Turkey’s worst ever industrial accident sparked protests across the country, directed at mine owners who are accused of ignoring safety for profit and at Prime Minister Recep Tayyip Erdoğan’s government, which is seen as too close to industry bosses and insensitive in its response.

All lawmakers stood in homage while Kılıçdaroğlu read the names, with some of them bursting into tears.

No resignation on CHP’s agenda

Speaking to reporters before the group meeting, CHP Deputy Chair Sezgin Tanrıkulu said the ruling Justice and Development Party (AKP) government, the prime minister and two of his ministers – Energy and Natural Resources Minister Taner Yıldız and Labor and Social Security Minister Faruk Çelik – were politically responsible regarding the Soma disaster.

Tanrıkulu’s remarks came after he was reminded of a debate within the CHP, with some lawmakers arguing that they should collectively resign from Parliament in solidarity with the people of Soma after the country’s worst mining accident in its history.

“In Turkey, there is no tradition of assuming political responsibility in these kinds of weighty cases. But this should not mean that this will never happen. As a requirement of political responsibility, both of the two ministers [Yıldız and Çelik] should first of all resign. If they don’t, we will begin using other methods at the Parliament,” Tanrıkulu said. “If there is even the tiniest political honor and ethics, then the two ministers should resign. Resignation and withdrawal from the Parliament is not on our agenda.”

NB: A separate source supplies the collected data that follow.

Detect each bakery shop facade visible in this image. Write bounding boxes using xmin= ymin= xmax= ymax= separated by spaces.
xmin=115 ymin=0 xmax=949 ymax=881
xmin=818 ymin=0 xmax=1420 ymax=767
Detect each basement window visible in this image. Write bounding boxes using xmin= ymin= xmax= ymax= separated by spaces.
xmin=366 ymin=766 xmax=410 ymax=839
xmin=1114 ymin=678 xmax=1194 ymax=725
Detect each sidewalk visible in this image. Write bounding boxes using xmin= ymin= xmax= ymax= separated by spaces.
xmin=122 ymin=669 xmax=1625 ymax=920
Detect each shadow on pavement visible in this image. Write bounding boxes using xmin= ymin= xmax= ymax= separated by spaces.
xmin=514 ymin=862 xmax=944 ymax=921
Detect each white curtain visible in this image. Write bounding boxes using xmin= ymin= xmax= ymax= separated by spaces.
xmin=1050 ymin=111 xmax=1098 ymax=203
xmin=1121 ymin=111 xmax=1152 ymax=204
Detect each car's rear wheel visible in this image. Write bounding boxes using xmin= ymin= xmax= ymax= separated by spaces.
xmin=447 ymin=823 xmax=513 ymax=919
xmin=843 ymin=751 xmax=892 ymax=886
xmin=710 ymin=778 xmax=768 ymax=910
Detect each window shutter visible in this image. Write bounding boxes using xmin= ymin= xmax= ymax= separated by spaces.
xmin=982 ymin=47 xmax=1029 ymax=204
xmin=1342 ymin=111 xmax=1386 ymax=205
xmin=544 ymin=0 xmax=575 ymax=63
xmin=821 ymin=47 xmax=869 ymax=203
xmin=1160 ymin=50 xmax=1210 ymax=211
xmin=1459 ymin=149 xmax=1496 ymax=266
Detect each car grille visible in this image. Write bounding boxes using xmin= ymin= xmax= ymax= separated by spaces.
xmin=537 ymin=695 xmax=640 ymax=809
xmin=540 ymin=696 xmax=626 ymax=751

Another deputy chair of the CHP, Erdoğan Toprak, also said it was the AKP who should mull resignation.
“As the CHP, we will not resign, but will follow up this case,” Toprak said.

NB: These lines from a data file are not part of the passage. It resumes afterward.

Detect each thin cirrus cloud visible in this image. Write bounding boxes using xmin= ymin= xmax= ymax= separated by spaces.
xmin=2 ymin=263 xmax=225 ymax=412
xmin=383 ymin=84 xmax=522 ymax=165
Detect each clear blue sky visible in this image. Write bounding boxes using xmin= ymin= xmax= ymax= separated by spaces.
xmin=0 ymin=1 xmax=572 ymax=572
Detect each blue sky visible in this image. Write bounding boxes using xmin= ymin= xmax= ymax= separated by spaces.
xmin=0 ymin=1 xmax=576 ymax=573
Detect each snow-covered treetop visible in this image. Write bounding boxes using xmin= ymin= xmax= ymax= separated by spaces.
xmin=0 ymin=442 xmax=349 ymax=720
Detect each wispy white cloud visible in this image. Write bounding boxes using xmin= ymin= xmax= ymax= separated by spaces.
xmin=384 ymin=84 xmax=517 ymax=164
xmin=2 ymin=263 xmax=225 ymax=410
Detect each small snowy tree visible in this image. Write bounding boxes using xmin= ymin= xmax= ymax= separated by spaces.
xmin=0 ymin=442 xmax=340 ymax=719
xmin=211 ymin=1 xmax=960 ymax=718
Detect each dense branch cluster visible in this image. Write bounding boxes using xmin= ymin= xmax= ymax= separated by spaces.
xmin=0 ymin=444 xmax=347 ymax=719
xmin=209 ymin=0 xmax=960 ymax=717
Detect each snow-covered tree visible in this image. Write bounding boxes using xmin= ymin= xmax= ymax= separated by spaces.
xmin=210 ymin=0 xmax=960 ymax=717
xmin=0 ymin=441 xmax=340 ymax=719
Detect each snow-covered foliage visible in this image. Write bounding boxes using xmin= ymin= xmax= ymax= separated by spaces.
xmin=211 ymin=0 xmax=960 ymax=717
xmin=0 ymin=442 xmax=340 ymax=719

Kılıçdaroğlu, meanwhile, also voiced his sadness over the loss of the party’s Istanbul deputy Mevlüt Aslanoğlu, who passed away following a heart failure May 16.

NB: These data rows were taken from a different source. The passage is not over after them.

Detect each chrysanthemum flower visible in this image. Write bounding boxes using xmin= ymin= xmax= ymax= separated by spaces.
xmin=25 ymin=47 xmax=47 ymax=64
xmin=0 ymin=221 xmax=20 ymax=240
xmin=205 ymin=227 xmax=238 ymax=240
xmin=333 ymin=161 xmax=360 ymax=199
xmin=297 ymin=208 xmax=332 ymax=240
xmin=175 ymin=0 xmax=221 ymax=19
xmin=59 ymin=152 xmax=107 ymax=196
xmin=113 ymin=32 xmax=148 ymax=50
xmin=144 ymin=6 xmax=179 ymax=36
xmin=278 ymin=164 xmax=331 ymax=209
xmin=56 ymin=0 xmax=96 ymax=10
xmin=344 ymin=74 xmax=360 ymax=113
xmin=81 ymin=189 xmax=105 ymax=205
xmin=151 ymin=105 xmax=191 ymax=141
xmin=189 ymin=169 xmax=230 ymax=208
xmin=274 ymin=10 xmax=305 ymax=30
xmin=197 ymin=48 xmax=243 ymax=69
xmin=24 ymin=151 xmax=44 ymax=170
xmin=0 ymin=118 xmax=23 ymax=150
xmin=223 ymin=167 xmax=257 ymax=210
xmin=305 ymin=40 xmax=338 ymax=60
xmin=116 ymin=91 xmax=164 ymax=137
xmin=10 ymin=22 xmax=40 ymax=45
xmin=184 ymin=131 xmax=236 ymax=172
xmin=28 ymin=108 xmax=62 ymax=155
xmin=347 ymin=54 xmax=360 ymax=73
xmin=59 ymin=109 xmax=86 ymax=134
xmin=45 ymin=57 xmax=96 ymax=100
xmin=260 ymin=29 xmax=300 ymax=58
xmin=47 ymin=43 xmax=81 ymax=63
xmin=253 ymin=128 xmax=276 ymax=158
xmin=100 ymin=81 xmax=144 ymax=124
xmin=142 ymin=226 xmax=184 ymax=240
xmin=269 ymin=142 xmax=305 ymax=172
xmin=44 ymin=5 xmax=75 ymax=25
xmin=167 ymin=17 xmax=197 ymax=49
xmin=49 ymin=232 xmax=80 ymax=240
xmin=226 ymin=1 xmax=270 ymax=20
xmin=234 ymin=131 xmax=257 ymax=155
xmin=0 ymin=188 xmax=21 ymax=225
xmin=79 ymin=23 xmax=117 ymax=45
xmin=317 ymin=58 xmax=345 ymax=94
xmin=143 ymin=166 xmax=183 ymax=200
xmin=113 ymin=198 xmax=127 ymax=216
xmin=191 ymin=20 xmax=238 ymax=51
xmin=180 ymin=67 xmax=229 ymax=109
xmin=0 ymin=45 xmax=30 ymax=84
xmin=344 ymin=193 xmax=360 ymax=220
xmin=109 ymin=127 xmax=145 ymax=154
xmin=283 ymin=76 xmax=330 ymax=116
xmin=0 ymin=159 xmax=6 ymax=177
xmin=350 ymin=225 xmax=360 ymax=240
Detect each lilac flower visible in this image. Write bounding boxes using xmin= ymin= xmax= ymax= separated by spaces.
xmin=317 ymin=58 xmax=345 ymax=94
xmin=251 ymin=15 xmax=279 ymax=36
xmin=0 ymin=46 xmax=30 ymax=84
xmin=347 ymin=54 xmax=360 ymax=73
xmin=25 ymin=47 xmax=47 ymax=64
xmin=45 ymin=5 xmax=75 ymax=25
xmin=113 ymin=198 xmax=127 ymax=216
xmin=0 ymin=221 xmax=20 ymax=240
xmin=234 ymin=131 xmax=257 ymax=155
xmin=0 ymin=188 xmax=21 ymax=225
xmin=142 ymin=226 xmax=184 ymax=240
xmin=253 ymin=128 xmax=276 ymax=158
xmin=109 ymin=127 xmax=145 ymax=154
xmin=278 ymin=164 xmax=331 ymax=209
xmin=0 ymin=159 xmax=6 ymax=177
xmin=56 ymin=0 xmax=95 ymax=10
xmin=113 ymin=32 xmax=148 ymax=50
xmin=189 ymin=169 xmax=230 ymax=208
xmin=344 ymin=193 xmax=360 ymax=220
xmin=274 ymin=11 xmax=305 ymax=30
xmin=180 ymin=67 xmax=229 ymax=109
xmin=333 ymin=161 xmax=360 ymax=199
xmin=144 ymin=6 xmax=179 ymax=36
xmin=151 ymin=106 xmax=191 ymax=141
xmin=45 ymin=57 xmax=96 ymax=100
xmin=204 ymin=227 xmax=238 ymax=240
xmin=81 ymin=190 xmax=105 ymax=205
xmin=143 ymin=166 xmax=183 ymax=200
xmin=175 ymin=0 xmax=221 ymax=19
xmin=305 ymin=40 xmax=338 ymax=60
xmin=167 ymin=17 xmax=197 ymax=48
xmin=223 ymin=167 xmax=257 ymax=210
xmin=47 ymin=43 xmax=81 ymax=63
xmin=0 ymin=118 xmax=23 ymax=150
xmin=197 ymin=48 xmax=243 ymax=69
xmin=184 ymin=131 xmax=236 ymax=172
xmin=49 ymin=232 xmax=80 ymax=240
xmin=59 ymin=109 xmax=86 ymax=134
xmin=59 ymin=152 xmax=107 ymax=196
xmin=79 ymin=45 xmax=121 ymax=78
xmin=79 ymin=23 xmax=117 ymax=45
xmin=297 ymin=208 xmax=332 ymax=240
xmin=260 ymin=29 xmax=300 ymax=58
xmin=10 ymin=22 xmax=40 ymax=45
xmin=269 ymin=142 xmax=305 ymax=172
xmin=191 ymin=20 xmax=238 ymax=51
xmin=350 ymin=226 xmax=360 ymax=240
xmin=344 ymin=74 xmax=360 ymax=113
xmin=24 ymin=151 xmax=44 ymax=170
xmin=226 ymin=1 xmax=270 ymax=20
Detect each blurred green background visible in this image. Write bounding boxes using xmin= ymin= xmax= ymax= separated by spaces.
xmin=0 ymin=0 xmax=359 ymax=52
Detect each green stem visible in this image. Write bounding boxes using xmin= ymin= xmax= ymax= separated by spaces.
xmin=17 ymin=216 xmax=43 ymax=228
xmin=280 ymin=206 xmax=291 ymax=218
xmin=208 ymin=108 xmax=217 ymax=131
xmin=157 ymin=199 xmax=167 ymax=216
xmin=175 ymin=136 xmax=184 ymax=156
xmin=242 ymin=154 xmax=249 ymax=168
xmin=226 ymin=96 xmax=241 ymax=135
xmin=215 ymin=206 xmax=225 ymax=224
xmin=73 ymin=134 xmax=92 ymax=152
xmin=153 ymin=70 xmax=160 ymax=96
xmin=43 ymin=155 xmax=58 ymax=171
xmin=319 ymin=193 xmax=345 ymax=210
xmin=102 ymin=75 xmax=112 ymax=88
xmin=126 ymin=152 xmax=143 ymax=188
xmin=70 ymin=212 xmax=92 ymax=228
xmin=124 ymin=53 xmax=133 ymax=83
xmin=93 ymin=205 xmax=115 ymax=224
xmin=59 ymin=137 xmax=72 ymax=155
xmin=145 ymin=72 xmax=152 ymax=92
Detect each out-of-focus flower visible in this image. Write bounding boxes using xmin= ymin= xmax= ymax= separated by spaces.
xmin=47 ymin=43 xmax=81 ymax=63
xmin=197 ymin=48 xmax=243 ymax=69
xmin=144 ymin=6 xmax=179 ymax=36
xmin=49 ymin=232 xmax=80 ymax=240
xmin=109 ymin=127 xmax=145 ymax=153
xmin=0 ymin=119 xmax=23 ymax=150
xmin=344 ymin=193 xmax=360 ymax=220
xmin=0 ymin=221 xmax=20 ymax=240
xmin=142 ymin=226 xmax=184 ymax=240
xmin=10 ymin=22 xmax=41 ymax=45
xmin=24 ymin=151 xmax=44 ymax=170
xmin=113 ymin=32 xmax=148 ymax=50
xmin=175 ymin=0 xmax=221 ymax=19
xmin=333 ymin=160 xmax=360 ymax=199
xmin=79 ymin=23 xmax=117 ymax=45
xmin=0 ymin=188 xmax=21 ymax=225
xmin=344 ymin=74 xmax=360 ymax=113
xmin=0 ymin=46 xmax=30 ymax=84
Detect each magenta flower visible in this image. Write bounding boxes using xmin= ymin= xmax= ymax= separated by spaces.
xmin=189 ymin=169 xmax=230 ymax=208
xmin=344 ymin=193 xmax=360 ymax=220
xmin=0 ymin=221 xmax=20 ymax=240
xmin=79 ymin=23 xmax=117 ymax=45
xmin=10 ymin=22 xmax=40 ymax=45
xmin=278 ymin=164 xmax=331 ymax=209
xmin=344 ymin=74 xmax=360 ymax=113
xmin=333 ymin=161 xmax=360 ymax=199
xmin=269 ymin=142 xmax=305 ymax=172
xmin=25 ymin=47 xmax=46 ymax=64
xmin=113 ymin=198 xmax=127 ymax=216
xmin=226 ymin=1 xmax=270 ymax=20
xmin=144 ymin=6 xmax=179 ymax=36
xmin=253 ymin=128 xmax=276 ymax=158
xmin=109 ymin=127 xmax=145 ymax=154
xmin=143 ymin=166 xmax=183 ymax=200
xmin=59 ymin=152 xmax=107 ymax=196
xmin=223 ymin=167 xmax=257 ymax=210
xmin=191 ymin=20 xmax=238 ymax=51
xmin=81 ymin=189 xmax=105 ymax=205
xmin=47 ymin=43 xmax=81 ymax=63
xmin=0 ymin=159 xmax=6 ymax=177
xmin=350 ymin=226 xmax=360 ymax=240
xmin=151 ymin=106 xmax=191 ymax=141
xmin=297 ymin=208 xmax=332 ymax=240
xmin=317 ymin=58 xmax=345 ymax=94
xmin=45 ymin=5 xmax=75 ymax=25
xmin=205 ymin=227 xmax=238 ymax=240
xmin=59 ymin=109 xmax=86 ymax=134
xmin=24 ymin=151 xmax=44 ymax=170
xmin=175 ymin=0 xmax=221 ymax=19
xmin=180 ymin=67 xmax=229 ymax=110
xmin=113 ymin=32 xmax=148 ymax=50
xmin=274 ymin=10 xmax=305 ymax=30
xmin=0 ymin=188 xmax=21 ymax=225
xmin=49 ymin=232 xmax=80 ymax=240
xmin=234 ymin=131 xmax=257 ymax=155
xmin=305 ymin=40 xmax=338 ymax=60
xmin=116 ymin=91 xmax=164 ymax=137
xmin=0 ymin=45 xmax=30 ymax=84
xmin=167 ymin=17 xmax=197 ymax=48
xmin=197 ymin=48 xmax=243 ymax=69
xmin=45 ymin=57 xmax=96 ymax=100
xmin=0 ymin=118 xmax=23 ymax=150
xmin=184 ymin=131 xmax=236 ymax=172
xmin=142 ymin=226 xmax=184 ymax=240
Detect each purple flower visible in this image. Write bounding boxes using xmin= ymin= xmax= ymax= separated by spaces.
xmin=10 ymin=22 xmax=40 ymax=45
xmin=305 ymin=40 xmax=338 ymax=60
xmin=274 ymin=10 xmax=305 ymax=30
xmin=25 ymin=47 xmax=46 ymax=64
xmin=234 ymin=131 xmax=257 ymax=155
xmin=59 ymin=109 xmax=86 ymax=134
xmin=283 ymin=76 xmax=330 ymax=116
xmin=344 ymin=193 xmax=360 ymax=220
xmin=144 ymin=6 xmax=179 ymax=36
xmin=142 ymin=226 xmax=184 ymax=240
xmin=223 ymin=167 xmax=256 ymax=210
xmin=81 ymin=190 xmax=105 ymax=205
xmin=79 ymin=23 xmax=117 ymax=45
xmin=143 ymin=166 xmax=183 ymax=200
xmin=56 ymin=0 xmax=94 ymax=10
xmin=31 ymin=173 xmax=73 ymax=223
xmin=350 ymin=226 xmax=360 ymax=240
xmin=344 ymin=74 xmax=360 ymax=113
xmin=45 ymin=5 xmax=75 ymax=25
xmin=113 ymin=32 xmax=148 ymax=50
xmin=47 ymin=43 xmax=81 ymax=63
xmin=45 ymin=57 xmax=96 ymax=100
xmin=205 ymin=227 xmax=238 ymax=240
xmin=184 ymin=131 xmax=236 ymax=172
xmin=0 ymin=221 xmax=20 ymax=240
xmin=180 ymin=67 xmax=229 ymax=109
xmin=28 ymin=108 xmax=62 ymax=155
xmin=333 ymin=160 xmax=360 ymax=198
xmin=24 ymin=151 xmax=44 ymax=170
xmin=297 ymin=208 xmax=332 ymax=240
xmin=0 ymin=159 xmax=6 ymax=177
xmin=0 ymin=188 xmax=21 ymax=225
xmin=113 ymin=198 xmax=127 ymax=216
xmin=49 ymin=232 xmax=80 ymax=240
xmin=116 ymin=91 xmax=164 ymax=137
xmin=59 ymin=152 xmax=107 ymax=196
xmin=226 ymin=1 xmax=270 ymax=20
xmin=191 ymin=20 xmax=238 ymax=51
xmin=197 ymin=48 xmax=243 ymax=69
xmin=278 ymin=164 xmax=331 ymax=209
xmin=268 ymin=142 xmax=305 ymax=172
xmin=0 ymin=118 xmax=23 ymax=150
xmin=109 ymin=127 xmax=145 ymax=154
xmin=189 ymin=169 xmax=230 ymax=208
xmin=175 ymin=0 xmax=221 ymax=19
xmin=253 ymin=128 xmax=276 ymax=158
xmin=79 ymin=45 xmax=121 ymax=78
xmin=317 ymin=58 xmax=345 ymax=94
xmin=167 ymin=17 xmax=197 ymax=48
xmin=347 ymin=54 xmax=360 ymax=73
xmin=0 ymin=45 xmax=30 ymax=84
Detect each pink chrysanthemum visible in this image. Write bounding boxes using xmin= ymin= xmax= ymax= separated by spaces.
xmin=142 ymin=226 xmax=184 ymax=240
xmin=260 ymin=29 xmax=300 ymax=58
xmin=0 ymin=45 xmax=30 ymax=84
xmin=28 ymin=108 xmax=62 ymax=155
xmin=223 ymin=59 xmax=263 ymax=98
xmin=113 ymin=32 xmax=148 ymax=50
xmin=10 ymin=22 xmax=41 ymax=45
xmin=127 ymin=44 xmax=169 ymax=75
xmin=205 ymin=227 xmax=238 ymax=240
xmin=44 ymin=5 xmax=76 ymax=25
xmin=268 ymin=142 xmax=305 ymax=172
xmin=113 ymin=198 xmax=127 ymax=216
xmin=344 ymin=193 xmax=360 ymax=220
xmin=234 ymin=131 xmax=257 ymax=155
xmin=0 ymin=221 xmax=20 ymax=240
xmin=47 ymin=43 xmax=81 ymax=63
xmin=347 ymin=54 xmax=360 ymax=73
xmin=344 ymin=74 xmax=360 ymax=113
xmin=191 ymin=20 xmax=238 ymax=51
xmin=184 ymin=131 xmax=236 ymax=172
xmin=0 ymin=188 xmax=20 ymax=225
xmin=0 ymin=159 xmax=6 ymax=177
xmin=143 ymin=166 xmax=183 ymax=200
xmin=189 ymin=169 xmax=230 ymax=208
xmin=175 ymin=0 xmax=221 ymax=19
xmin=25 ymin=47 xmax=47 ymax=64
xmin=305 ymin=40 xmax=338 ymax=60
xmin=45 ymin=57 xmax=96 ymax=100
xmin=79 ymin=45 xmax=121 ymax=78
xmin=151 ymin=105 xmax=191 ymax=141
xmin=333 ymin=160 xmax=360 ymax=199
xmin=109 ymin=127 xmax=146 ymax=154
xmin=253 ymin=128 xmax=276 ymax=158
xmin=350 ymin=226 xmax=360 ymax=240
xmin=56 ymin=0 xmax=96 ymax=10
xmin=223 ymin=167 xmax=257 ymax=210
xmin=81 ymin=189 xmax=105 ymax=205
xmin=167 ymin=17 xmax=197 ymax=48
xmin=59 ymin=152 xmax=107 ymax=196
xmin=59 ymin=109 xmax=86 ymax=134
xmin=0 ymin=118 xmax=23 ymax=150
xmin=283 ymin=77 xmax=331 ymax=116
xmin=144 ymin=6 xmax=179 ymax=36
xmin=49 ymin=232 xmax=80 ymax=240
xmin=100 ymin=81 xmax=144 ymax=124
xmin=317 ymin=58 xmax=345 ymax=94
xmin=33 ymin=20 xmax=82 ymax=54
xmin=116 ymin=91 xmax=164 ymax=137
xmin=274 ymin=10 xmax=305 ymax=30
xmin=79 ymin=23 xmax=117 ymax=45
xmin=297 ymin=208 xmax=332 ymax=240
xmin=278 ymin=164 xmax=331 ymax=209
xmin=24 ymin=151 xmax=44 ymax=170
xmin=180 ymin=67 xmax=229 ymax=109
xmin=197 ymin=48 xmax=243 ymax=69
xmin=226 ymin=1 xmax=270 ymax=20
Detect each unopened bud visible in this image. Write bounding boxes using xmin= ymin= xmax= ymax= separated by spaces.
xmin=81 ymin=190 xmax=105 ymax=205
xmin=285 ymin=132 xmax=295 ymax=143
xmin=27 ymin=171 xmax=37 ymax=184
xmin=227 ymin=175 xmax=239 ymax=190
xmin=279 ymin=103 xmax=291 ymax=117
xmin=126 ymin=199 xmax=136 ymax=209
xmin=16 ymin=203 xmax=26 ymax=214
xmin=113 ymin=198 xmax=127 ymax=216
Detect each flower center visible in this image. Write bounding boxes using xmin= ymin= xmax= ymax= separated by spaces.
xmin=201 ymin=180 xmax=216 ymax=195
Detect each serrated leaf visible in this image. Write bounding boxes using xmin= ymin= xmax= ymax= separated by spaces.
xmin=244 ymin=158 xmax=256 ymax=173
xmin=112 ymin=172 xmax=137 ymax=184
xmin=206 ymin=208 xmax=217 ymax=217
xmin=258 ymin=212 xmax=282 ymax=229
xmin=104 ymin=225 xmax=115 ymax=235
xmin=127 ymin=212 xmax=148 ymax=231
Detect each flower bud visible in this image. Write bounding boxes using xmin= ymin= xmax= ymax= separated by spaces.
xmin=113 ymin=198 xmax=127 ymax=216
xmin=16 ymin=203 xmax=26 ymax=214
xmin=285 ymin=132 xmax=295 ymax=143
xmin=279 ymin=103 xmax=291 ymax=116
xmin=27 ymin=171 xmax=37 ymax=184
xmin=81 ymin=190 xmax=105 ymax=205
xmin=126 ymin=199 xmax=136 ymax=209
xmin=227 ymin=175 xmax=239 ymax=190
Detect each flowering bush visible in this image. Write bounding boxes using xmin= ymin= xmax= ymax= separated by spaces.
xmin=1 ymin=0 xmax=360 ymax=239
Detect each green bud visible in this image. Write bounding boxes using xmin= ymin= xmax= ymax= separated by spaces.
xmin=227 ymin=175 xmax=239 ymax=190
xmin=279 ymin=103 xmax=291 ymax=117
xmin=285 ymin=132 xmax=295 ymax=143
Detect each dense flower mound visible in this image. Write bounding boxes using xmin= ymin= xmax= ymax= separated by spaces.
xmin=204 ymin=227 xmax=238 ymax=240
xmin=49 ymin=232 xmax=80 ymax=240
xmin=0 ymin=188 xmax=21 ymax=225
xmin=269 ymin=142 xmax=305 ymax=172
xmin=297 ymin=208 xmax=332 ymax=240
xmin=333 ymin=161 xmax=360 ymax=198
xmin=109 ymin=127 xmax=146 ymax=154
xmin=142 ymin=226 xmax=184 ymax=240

Censure of motions underway

The co-leader of the Peoples’ Democracy Party (HDP), Ertuğrul Kürkçü, said on May 20 his party would file censure motions against Erdoğan, Yıldız and Çelik for their failure in the coal mine disaster.

“From the very beginning of the day when the work started, the duty of Taner Yıldız who considered this slavery system as a ‘perfect enterprise’ was breaking grievances and losses into pieces in order to make them more tolerable; to disperse violence and fury directed at him via not using an aggressive style and directing it [violence and fury] against the owner of the coal mine,” Kürkçü said, addressing a parliamentary group meeting of his party.

“Not only should this mine, but all mines in Turkey, halt work until they are transformed into a shape which is in line with the norms of the ILO [International Labor Organization]. Workers’ wages should be paid from the public budget until the work is finalized. If they still want to work at the mine, workers may return after this work is complete,” he said.